The other side provides expert “disclosures” that are so vague and generic that they provide no substantive information about what the bases for the expert’s opinions (or even the opinions themselves) are?
So do we.
So we’re glad to call your attention to the recent decision in Ingram v. Novartis Pharmaceuticals Corp., ___ F.R.D. ___, 2012 WL 2354451 (W.D. Okla. Jun. 19, 2012), where the court slammed the practice and granted a defense motion to compel “disclosures” that were worthy of that description.
Ingram was another Aredia/Zometa case. Instead of complying with the expert disclosure provisions in Rule 26 (that’s Rule 26(a)(2)(B) for retained experts and 26(a)(2)(c) for non-retained (usually treating physician) experts), the plaintiff submitted boilerplate, identical in each instance that: (1) each retained expert would testify in accordance with prior depositions and their reports; and (2) each non-retained expert would testify in accordance with medical records and depositions. Ingram, 2012 WL 2354451, at *1.
Wow, that’s helpful.
So the defense moves to compel, because such generic garbage blatantly disregarded what Rule 26 disclosures are intended to accomplish. Fortunately, the court agreed. As to the retained experts, the court held:
While . . . there may be some logical and practical appeal to plaintiff’s mere incorporation of these experts’ previous reports or testimony in other venues, the court ultimately concludes that this practice fails to comply with Rule 26’s clear terms requiring written disclosures of expert testimony. For retained experts, the written report itself must contain, among other things, a complete statement of all opinions the witness will express and the basis and reasons for them. The court finds that reference to other testimony, without providing the complete statement of opinions and basis therefor in a self-contained document is not only insufficient under Rule 26, but is unworkable. The court is not aware of any local practice that would replace this clear requirement of a written report for retained experts, particularly over another party’s objection. In considering this matter, the court agrees with defendant that to allow such a broad designation would require not only the defendant, but also potentially the court, to review and evaluate the previous trial, deposition, and hearing transcripts involving these witnesses in an attempt to learn the basis of the testimony of the named witnesses to see if it conforms to their testimony in this case. However, the burden of designation is on the plaintiff, not the defendant or the court.
Ingram, 2012 WL 2354451, at *2 (emphasis added).
As to non-retained experts, the court held essentially the same thing:
[E]xpert witnesses who are not required to give written reports must nevertheless provide disclosures which must include the subject matter on which the witness is expected to present evidence.
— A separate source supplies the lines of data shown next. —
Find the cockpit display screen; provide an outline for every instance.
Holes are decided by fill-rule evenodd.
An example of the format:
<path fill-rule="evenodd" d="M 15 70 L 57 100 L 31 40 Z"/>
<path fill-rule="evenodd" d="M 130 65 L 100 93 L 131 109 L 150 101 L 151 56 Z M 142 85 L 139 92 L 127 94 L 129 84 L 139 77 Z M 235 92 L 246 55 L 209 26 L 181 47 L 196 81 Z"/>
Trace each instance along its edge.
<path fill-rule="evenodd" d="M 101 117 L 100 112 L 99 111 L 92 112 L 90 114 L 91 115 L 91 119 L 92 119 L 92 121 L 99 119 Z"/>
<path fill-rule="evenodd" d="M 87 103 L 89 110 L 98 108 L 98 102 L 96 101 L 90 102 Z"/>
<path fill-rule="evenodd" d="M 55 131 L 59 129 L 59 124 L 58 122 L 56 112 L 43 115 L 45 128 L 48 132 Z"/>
The disclosure must also state a summary of the facts and opinions to which the witness is expected to testify. Again, mere reference to unspecified testimony is insufficient under this standard. Therefore, the court also finds that it would be appropriate for plaintiff to provide a proper disclosure of the expected testimony,
While the Ingram opinion isn’t very long, it concerns a recurrent issue that can use the explication. Therefore, we (and maybe others) sought its publication, which we’re pleased to say will happen.
Congrats again to Joe Hollingsworth and his crew – this time for successfully grappling with a problem common to all of us.